The second approach is to convince the enemy that accepting our terms will be less painful than continuing to resist. This is a strategy of erosion, using military force to erode the enemy leadership’s will. In such a strategy, we use military force to raise the costs of resistance higher than the enemy is willing to pay."

You can destroy an enemy's weapons or you can destroy your enemy's faith in their weapons. Achieving either of these objectives will help you win the war.

God has given us many weapons with which to fight and defend ourselves: His Son, His Spirit, His Word, prayer, baptism, communion, your neighbor, the local church, etc... Any of these, when wielded well, can do great damage to the darkness and the temptations it hurls in our direction.

The enemy, therefore, seeks to cut us off from them by making us too busy to read or pray, too resentful to forgive, too nervous to get baptized, too sensitive to take communion, to picky to pick a local church, too depressed or too proud to reach out, etc...

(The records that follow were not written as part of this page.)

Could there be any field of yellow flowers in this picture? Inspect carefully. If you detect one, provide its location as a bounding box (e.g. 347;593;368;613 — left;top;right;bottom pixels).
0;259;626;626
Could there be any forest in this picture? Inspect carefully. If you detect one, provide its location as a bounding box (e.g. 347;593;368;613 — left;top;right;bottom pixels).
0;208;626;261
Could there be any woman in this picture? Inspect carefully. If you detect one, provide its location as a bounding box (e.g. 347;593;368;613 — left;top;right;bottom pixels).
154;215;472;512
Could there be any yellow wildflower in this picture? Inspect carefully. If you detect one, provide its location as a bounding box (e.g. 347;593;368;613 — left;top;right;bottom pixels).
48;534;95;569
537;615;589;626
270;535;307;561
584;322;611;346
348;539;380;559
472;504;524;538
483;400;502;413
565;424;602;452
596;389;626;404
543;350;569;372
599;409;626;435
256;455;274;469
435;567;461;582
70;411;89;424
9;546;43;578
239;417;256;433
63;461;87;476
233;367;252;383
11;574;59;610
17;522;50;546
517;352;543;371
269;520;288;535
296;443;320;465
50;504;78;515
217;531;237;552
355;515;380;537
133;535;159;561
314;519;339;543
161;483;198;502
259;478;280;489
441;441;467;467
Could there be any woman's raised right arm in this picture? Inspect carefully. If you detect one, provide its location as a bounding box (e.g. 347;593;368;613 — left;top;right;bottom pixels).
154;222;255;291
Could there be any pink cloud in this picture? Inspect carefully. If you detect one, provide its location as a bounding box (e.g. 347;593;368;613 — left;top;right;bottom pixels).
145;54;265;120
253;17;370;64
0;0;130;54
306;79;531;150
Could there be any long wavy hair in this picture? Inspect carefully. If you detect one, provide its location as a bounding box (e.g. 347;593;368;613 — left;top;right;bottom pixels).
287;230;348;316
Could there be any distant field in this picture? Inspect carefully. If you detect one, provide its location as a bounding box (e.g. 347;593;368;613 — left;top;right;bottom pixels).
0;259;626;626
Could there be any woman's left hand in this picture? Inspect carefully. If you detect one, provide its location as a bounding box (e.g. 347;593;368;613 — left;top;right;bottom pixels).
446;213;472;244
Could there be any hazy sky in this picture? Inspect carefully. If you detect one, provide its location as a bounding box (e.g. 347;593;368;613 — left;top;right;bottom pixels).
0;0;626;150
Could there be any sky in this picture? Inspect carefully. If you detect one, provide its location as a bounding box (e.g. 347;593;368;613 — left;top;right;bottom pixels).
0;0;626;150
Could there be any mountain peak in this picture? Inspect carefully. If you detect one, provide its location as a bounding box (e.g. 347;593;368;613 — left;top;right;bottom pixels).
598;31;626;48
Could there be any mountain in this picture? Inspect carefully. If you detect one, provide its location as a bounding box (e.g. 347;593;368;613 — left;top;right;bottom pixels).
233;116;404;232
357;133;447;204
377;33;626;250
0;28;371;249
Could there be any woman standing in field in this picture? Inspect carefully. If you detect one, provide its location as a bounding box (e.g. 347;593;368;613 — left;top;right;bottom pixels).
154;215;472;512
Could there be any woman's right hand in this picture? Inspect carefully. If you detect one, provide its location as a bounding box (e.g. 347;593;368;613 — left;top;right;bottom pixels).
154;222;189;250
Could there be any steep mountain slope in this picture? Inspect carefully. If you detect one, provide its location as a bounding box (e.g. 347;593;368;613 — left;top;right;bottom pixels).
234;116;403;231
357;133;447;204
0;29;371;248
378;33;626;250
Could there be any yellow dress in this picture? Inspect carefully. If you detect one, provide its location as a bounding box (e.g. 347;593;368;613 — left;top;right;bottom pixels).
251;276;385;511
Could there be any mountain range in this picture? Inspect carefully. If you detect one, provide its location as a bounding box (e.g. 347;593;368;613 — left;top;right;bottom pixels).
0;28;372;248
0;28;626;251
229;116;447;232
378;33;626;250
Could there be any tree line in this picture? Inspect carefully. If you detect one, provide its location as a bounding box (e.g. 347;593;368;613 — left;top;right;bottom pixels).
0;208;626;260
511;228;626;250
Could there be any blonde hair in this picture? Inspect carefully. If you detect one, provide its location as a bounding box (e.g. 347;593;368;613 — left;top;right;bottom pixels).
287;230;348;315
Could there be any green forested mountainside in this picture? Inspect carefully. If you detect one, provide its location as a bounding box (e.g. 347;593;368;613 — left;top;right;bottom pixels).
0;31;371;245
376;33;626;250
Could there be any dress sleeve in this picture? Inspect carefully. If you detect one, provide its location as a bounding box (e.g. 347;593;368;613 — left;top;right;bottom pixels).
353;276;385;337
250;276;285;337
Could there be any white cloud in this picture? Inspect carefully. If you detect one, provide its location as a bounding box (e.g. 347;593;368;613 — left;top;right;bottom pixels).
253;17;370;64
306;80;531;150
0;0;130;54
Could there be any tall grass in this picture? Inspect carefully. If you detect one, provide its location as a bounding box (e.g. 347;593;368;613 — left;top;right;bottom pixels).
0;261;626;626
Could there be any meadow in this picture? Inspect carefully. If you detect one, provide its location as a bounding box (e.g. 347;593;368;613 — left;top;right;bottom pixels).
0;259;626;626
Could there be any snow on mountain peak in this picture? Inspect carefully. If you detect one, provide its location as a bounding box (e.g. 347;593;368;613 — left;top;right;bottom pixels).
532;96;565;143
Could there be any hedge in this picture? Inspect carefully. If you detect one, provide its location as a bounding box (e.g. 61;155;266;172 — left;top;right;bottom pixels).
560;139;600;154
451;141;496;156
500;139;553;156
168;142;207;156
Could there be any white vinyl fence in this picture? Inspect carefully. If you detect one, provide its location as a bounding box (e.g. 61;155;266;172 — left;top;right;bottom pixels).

If the enemy cannot keep us from these weapons, he will attempt to keep us from using them by eroding our faith in them.

What good is the Bible against current affairs? What can an old book say about modern problems? Why should I pray if God is just going to do what He wants anyways? Why go to church when I could just as easily listen to spiritual music or a podcast at home? Why confess my sins when it only makes me feel worse?

If the enemy can erode your confidence in the weapons you have, it is the functional equivalent of disarming you. And all the while ammunition is being smuggled away from the guns we no longer believe to be firing properly or effectively. 

2 Corinthians 2:10-11
Anyone whom you forgive, I also forgive. Indeed, what I have forgiven, if I have forgiven anything, has been for your sake in the presence of Christ, 11 so that we would not be outwitted by Satan; for we are not ignorant of his designs.

We know what Satan is up to. This does not need to catch us off guard.

And let us not forget, these strategies can be employed by us as well. We can diffuse the devil's bombs by refusing to believe in them. We can disarm his arsenal by cutting their power out of our lives. We can annihilate the sinful habits of lying and hiding sin by dragging them into the day light of confession, faith and forgiveness. We can watch them shrivel up and see the life go out of them. We can cut out sinful eyes, cut off sinful hands and enter eternal life. We can wear away the success of his schemes against us by standing firm in Christ. And rather than being wore down, we can be sharpened to a point in the process.